Convencida da veracidade do Livro de Mórmon, Weltha Bradford Hatch pediu para ser batizada num rio congelado em vez de esperar o verão.

Em 1832, Weltha Bradford Hatch — antepassada de minha mulher, Shelley — e seu marido, Ira, moravam no pequeno município de Farmersville, Nova York, EUA, perto do Lago Seneca. Quando os missionários Oliver Cowdery e Parley P. Pratt visitaram a casa da família Hatch, Weltha comprou um Livro de Mórmon e prontamente o leu. Convencida de sua veracidade, pediu para ser batizada.

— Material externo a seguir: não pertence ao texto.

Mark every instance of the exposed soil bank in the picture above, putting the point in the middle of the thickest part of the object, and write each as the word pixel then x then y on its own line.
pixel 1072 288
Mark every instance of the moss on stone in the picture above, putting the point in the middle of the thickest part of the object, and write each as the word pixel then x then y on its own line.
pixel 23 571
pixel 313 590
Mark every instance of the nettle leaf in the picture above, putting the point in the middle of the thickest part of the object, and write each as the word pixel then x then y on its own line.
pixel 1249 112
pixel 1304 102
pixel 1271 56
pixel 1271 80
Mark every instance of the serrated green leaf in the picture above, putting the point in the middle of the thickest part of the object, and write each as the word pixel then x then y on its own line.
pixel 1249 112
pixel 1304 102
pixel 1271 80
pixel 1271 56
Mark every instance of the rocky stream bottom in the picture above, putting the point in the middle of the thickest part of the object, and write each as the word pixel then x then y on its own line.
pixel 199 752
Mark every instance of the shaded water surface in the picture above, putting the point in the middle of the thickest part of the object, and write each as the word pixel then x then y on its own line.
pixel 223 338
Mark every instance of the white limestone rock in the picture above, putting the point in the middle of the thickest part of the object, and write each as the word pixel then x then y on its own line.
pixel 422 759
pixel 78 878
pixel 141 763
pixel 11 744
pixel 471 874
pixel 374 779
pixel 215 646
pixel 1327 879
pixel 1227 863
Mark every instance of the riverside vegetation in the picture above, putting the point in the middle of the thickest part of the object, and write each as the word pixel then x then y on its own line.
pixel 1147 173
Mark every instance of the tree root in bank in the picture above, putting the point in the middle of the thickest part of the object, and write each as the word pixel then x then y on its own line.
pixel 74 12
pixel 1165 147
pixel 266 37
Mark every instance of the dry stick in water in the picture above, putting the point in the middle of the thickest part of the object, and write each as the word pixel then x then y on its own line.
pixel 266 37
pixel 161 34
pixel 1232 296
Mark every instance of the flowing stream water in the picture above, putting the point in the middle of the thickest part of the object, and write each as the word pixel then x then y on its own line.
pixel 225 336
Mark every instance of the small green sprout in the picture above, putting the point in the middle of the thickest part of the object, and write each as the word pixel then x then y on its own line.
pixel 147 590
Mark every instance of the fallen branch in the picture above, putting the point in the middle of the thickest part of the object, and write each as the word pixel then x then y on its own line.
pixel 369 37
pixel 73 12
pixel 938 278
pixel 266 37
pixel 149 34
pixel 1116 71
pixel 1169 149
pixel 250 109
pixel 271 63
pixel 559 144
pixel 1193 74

Seu marido, porém, acautelou-a para que esperasse devido à crescente perseguição e à chegada iminente de um bebê. Pouco depois do parto, Weltha foi batizada — mas somente depois que um buraco foi cortado no gelo que cobria o rio no qual a ordenança foi realizada!1

Ira ficou intrigado com a mensagem do evangelho. Queria saber mais e também se sentiu inspirado a fazer uma contribuição para a construção do Templo de Kirtland. Por isso, ele e Weltha viajaram de carroça até Kirtland, Ohio, EUA, para conhecerem o Profeta Joseph Smith. Ao chegarem, foi-lhes dito que o Profeta poderia ser encontrado com um grupo de homens que cortava árvores num bosque próximo.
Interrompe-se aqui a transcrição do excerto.